La loi impose cependant certaines limites et notamment :  

  • La personne habilitée (à titre général ou spécial) ne peut accomplir un acte de disposition à titre gratuit en représentation (donation, leg) qu'avec l'autorisation du juge des tutelles (C. civ., art. 494-6 al. 4).  
  • Concernant les actes relatifs à la protection de la personne, ne pourront pas être accomplis (par assistance ou représentation) par la personne habilitée les actes nécessitant un consentement strictement personnel (C. civ., art. 457-1 à 459-2).
  • L'habilitation familiale générale  

L'habilitation familiale générale permet à la personne habilitée d’accomplir, l’ensemble des actes :

  • relatifs au patrimoine de la personne à protéger : les actes d’administration (ouverture compte bancaire en cas de représentation (C. civ., art. 494-7), perception de revenus, résiliation d’un bail en tant que bailleur etc.) et les  actes de disposition (vente d’un bien immobilier...).  
  • Et /ou relatifs à la personne à protéger : décisions médicales par exemple, pacs...

Toutefois, la personne habilitée à titre général ne peut pas accomplir un acte pour lesquels elle serait en opposition d'intérêts avec la personne protégée. Le juge peut les autoriser exceptionnellement. (C. civ., art. 494-6 al. 6).

L’habilitation familiale est accordée pour une durée maximale de 10 ans et renouvelée une fois pour la même durée si nécessaire. L’habilitation familiale peut être renouvelée pour une durée plus longue, mais qui ne doit pas excéder 20 ans et seulement si, l’altération des facultés de la personne est irrémédiable (C. civ. art. 494-6, al. 7). D’ailleurs, il est nécessaire d’avoir l’avis conforme du médecin.

  • L’habilitation familiale limitée ou spéciale

L’habilitation familiale peut aussi être limitée à quelques actes déterminés. Il peut s’agir d’actes relatifs aux biens et/ou à la personne protégée. Les limites liées aux actes à titre gratuit ou nécessitant un consentement strictement personnel s’appliquent.  

La personne protégée peut continuer à accomplir les actes qui ne sont pas confiés à la personne habilitée.  

L'habilitation spéciale n'est pas limitée dans le temps.  
Elle dure tant que l'acte pour lequel elle a été délivrée n'a pas été accompli.  

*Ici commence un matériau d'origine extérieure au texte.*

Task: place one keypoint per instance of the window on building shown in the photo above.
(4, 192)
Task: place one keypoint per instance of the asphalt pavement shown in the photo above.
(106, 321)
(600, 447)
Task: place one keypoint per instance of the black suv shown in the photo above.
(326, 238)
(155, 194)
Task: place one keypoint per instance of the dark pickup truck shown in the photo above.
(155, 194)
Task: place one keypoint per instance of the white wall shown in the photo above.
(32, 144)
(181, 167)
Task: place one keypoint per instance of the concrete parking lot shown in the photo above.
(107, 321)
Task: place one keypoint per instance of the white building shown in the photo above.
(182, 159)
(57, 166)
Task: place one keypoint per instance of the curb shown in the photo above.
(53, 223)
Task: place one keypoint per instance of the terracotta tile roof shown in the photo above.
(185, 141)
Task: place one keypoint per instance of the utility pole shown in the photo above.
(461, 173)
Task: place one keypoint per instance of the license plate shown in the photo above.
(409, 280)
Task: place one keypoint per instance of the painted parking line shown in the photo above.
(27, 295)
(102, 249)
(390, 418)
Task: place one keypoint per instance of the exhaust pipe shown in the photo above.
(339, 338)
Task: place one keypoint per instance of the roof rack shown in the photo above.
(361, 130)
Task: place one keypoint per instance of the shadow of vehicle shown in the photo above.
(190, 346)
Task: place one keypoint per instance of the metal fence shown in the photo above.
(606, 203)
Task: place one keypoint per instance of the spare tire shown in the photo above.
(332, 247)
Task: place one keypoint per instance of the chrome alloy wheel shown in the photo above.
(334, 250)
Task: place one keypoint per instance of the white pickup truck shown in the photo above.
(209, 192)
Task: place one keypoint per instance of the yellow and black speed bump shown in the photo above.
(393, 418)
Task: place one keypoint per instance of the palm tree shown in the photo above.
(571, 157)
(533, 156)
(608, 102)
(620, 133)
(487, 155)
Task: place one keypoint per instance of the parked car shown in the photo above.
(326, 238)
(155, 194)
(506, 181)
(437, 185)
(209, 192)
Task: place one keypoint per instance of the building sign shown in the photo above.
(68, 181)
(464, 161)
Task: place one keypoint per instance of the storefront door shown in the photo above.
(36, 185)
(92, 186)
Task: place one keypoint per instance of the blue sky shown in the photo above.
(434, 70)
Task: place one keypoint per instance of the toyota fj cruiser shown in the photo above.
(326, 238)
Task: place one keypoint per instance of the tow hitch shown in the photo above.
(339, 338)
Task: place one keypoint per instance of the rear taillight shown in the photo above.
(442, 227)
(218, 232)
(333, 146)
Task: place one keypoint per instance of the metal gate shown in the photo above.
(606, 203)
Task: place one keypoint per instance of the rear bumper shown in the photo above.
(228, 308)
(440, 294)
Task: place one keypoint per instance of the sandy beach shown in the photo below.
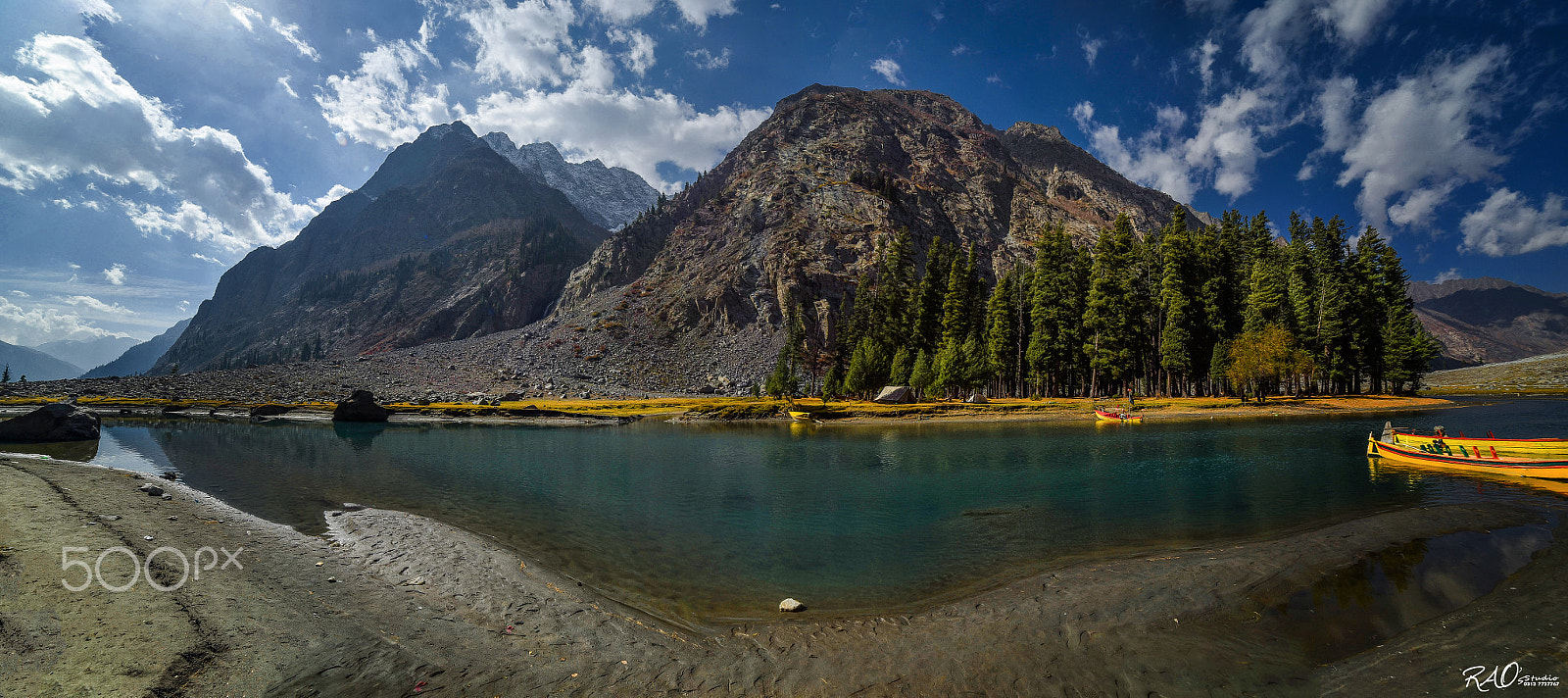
(397, 604)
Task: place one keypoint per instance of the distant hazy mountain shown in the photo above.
(35, 365)
(90, 352)
(609, 196)
(1487, 321)
(447, 240)
(140, 358)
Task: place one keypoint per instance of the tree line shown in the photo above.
(1223, 310)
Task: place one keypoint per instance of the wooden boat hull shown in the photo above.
(1104, 416)
(1551, 470)
(1505, 447)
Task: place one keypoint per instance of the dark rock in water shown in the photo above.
(361, 407)
(52, 423)
(894, 396)
(270, 410)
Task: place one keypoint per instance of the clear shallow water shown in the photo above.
(718, 522)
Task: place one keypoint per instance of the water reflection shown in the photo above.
(715, 522)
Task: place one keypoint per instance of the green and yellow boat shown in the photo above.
(1473, 459)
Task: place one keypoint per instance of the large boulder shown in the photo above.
(52, 423)
(896, 396)
(361, 407)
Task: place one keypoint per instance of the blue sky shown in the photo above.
(148, 146)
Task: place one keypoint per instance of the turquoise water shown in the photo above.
(721, 522)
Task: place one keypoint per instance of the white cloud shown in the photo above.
(247, 16)
(1092, 49)
(30, 326)
(329, 196)
(380, 104)
(621, 129)
(621, 12)
(98, 10)
(1415, 141)
(698, 12)
(1203, 55)
(639, 55)
(82, 118)
(1509, 224)
(1227, 143)
(1223, 153)
(250, 20)
(1272, 30)
(708, 60)
(890, 71)
(290, 33)
(524, 46)
(1355, 21)
(98, 305)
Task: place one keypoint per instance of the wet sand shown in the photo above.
(415, 606)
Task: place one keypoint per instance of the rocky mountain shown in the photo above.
(140, 358)
(36, 366)
(446, 240)
(1489, 321)
(608, 196)
(697, 290)
(86, 352)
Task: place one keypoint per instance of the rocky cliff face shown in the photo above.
(1489, 321)
(697, 292)
(140, 358)
(609, 196)
(447, 240)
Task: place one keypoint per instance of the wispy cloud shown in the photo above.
(890, 71)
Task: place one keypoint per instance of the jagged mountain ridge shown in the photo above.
(140, 358)
(86, 352)
(609, 196)
(446, 240)
(1487, 321)
(36, 366)
(794, 214)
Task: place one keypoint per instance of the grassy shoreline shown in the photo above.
(750, 408)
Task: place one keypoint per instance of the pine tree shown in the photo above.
(1003, 331)
(902, 365)
(1055, 313)
(922, 375)
(925, 305)
(867, 368)
(1109, 311)
(1178, 294)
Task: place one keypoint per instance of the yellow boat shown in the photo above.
(1487, 444)
(1473, 460)
(1105, 416)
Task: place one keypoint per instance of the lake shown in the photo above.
(710, 523)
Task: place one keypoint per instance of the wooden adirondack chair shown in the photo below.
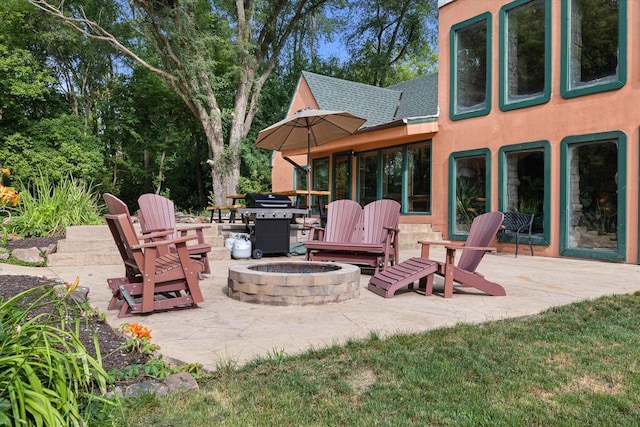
(157, 213)
(344, 220)
(154, 281)
(375, 243)
(483, 229)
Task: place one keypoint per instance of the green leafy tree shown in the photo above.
(391, 42)
(216, 56)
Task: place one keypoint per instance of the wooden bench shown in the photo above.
(231, 208)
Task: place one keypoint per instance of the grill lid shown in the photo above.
(272, 201)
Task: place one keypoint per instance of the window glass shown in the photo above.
(525, 46)
(470, 56)
(320, 174)
(525, 184)
(419, 182)
(342, 176)
(593, 195)
(392, 174)
(593, 47)
(301, 179)
(399, 173)
(470, 190)
(368, 174)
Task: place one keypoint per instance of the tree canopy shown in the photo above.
(151, 95)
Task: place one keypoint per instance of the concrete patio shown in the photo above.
(223, 329)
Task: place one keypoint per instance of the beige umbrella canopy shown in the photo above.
(306, 128)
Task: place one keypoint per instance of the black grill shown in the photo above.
(271, 215)
(274, 201)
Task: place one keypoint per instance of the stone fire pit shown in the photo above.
(294, 283)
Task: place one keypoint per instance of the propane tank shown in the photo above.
(241, 248)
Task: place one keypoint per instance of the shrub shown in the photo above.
(46, 373)
(47, 209)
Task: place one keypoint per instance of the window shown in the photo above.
(593, 196)
(399, 173)
(341, 176)
(320, 175)
(525, 60)
(593, 46)
(468, 189)
(471, 68)
(368, 177)
(419, 180)
(392, 174)
(524, 183)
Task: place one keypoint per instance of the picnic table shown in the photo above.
(232, 208)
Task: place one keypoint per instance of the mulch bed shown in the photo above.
(111, 342)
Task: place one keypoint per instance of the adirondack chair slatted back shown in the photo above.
(115, 205)
(343, 219)
(157, 213)
(377, 215)
(483, 229)
(118, 207)
(125, 237)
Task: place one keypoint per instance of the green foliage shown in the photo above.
(571, 365)
(45, 371)
(391, 42)
(58, 146)
(48, 208)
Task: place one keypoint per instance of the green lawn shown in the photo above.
(572, 365)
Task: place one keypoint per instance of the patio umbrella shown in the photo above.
(308, 127)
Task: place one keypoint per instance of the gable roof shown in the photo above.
(414, 98)
(376, 104)
(419, 97)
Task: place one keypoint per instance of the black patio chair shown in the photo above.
(521, 224)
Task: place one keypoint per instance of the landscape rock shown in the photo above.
(51, 249)
(182, 380)
(31, 255)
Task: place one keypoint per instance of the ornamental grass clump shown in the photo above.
(49, 207)
(46, 374)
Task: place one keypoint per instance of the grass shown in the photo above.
(572, 365)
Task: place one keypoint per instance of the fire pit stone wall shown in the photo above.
(294, 283)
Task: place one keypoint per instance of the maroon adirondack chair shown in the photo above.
(375, 243)
(154, 281)
(344, 224)
(157, 213)
(483, 229)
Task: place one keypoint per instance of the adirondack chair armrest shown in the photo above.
(154, 234)
(426, 245)
(478, 248)
(158, 243)
(313, 230)
(183, 229)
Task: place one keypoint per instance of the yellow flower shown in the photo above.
(72, 286)
(8, 195)
(138, 331)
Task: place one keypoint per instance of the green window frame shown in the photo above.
(320, 180)
(453, 232)
(519, 17)
(377, 160)
(567, 202)
(503, 196)
(569, 88)
(461, 35)
(341, 175)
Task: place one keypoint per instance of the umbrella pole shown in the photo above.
(309, 169)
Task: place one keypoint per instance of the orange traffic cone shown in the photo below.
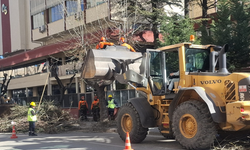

Contrôle de l’habilitation familiale

La personne habilitée, contrairement au tuteur ou au curateur n’est pas tenue de rendre un compte de gestion pendant la durée de l’habilitation mais pourra être tenue responsable d’une mauvaise gestion à l’issue de la mesure.  

Si la personne habilitée accomplit un acte en dehors de l’habilitation, cet acte est nul de plein droit (C. civ., art. 494-9, al. 5).

Si la personne protégée réalise seule des actes pour lesquels elle devait être assistée ou représentée, la nullité de ces actes peut être prononcée par le juge. II en est de même pour les actes qu’elle a accomplis dans les deux ans qui précèdent la mise en place de l’habilitation (C. civ., art. 494-9 al 1 à 3).

La fin de l’habilitation familiale  

La mesure d’habilitation familiale prend fin (C. civ. art. 494-11) :

  • À tout moment si le juge estime qu’elle n’est plus nécessaire, à la demande de l’un des proches du majeur protégé ou du procureur de la République, après avis médical,
  • Après réalisation des actes pour lesquels elle avait été demandée,
  • À l’expiration de la durée fixée en l’absence de renouvellement,
  • Si une mesure de sauvegarde de justice, de curatelle ou de tutelle est accordée pour protéger les intérêts du majeur,  
  • En cas de décès de la personne protégée.

La fin de l'habilitation familiale générale fait l'objet d'une mention en marge de l'acte de naissance du majeur (C. civ. art. 494-6, al. 8).